Official Pest Report

Official Pest Reports are provided by National Plant Protection Organizations within the NAPPO region. These Pest Reports are intended to comply with the International Plant Protection Convention's Standard on Pest Reporting, endorsed by the Interim Commission on Phytosanitary Measures in March 2002.

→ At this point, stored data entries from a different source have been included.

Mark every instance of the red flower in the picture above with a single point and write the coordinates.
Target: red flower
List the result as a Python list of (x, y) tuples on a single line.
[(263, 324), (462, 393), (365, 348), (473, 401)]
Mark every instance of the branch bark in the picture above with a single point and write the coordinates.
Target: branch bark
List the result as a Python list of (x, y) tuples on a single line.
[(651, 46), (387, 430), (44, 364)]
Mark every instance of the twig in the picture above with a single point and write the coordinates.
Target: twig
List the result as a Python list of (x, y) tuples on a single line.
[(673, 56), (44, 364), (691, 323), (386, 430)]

Candidatus Liberibacter asiaticus (causal agent of Citrus Greening or Huanglongbing): APHIS Expands and Establishes Quarantine Areas in California

Country: United States

Title: Candidatus Liberibacter asiaticus (causal agent of Citrus Greening or Huanglongbing): APHIS Expands and Establishes Quarantine Areas in California

Contact:
Shailaja Rabindran, Director of Specialty Crops and Cotton Pests, at (301) 851- 2167.

Report:

Effective immediately, the USDA's Animal and Plant Health Inspection Service (APHIS), in cooperation with the California Department of Food and Agriculture (CDFA), is expanding the areas quarantined for Huanglongbing (HLB; citrus greening), caused by Candidatus Liberibacter asiaticus, in California. APHIS is adding portions of Los Angeles, Orange, Riverside, and San Bernardino Counties in California to the quarantined areas. With the expansion of the Jurupa Valley and Riverside areas of Riverside and San Bernardino Counties in the HLB quarantine area, CDFA merged the HLB quarantine boundaries creating a single HLB quarantine that expands across Los Angeles, Orange, Riverside, and San Bernardino Counties. In addition, APHIS is establishing a quarantine in a portion of San Diego County. APHIS is taking this action because of HLB detections in plant tissue samples collected from multiple locations during routine surveys in California.

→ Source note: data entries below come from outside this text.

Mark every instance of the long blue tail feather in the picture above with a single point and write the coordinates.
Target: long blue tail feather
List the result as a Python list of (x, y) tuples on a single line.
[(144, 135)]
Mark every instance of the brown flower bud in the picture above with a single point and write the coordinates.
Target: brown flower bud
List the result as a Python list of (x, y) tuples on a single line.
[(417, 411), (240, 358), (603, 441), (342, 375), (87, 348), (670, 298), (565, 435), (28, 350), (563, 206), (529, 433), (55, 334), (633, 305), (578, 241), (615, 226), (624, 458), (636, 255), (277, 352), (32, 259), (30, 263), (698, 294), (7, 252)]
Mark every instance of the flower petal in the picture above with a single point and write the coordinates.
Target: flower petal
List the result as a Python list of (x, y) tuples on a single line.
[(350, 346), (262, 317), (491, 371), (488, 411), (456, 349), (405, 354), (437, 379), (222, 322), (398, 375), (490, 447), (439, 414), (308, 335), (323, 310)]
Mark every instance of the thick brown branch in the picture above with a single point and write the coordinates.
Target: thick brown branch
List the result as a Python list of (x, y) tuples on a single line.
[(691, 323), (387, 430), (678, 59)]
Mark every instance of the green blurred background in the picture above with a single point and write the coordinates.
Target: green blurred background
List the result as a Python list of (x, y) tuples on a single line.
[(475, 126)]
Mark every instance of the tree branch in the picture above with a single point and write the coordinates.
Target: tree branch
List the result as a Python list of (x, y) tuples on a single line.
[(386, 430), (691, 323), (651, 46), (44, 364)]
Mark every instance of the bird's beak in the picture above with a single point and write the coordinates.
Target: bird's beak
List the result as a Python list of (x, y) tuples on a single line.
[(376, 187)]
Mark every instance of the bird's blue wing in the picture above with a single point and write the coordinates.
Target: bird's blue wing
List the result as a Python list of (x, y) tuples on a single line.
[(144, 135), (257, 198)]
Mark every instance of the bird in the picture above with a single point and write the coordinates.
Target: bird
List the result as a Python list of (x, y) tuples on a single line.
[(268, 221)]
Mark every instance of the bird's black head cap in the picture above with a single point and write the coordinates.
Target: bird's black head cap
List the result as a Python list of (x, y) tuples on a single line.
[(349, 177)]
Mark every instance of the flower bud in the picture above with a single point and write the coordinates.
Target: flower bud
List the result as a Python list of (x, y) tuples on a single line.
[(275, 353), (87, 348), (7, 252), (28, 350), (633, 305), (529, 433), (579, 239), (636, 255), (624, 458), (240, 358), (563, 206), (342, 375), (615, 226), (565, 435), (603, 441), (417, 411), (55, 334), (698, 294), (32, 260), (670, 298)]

APHIS is applying safeguarding measures on the interstate movement of regulated articles from the quarantined areas in California. These measures parallel the intrastate quarantine that CDFA established. This action is necessary to prevent the spread of HLB to non-infested areas of the United States. The specific changes to the quarantined areas in California are attached and can also be found at:

http://www.aphis.usda.gov/plant-health/citrus-greening

APHIS will publish a notice of this change in the Federal Register.

Under IPPC Standards, 'Candidatus Liberibacter asiaticus' the agent that causes citrus greening is a pest that is present: not widely distributed and under official control  in the United States.

Posted Date: July 11, 2022, 10:02 a.m.